Seoul National University
The last excursion in Seoul was the visit to the Seoul National University (SNU) on Tuesday the 18th of October. After the lunch at the Gwanak Main Campus, we were welcomed by Professor Young-Oh Kim, Doctor Gi Joo Kim, two PhD-candidates and a master student of the Research Group for Climate Change Adaptation in Water Resources (CCCAWR) from the Department of Civil and Environmental Engineering. During the excursion, we learnt about the SNU in general and the ongoing research the research group is involved in.
First of all, Professor Young-Oh Kim gave a general introduction to the SNU. This first national university in South Korea, founded in 1946, consists of 16 colleges, 13 graduate schools and 121 research institutes. It is considered to be the most prestigious public university of South Korea, with approximately 28,000 students (57% undergraduate, 43% graduate) and 5410 staff-members. The SNU is ambitious, as it strives to be ‘A Community of Knowledge, Leading the Future’, which connects well to the findings in the macro studies ‘Technological’ and ‘Social’. The percentage of international students is rather low (8%), contrary to 33% at the University of Twente. Most courses are provided in Korean only, but the level of English is relatively high, as a lot of students and staff-members go to the United States during their studies, of which Professor Young-Oh Kim and Doctor Gi Joo Kim are an example.

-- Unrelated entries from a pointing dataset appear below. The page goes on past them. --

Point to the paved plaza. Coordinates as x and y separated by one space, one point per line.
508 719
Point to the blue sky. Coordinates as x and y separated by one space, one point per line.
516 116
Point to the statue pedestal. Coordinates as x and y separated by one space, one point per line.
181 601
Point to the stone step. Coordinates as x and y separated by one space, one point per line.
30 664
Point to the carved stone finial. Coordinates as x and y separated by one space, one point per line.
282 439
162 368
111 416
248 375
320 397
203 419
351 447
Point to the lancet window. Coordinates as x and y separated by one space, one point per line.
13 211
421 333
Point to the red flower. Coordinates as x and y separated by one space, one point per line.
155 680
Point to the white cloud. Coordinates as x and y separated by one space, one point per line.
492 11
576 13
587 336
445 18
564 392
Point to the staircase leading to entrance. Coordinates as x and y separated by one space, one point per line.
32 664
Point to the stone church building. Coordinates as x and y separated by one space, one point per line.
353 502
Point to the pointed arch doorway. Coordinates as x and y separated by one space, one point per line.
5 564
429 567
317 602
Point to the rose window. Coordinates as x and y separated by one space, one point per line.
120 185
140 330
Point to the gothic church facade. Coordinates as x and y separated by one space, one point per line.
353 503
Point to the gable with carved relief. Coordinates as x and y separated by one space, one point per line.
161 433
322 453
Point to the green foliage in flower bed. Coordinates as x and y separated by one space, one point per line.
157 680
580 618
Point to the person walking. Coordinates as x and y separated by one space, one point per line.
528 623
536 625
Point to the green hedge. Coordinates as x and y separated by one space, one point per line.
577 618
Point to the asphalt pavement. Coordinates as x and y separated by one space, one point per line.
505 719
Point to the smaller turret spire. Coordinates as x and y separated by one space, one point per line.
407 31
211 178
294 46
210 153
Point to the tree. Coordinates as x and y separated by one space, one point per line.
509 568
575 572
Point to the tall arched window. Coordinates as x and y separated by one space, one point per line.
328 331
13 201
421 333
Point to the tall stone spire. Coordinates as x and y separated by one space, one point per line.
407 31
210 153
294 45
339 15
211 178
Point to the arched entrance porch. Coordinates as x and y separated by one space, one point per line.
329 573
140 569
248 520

Secondly, Professor Young-Oh Kim, Head of the department of Civil and Environmental Engineering, shortly introduced Civil Engineering at the SNU. The department covers a broad range of research areas, which is similar to the research areas at the University of Twente. The vision of the department is to establish human and environment-oriented infrastructures in the future. One of the research areas is ‘Hydro-Engineering’, which consists amongst others of the Research Group for CCAWR. This group is relatively small, consisting of Professor Young-Oh Kim, Doctor Gi Joo Kim and 8 students. The focus of the group is on novel methodologies for climate change assessments and adaptations in the field of water resources. The goal is to anticipate adverse effects of climate change on Korean water resources and propose strategies and actions to mitigate damage.
At the end of the presentation, different research projects were presented. The topics were either related to the effects of climate change on water systems or related to understanding water systems in order to prepare for climate change, which relates well to the micro study ‘Extreme Weather Circumstances’. The topics ranged from researching the uncertainty in measurements of discharge with IoT sensors, to analyzing the effects of the urbanized campus on the water cycle, to investigating the management of reservoirs under climate change.
After the presentation of the Research Group for CCAWR, a presentation from our side was given about the University of Twente and Department of Civil Engineering and Management in general and some current research projects in the Marine and Fluvial Systems Research Group.
In the last thirty minutes of the excursion, we visited two rooms of the Hydraulic & Coastal Engineering Laboratory. Two students explained the equipment present at the laboratories and we had time to walk around to view the laboratory and ask questions. Several flumes with different sizes were present which were used to study the near-bed motion of water. This could be used to study the sediment dynamics in rivers.
All in all, during this short excursion of 1.5 hours at the SNU, we have learnt more about the ongoing research of the Research Group for CCAWR and about the ambiance at the SNU in general. We want to thank all people involved for making it possible to visit the university!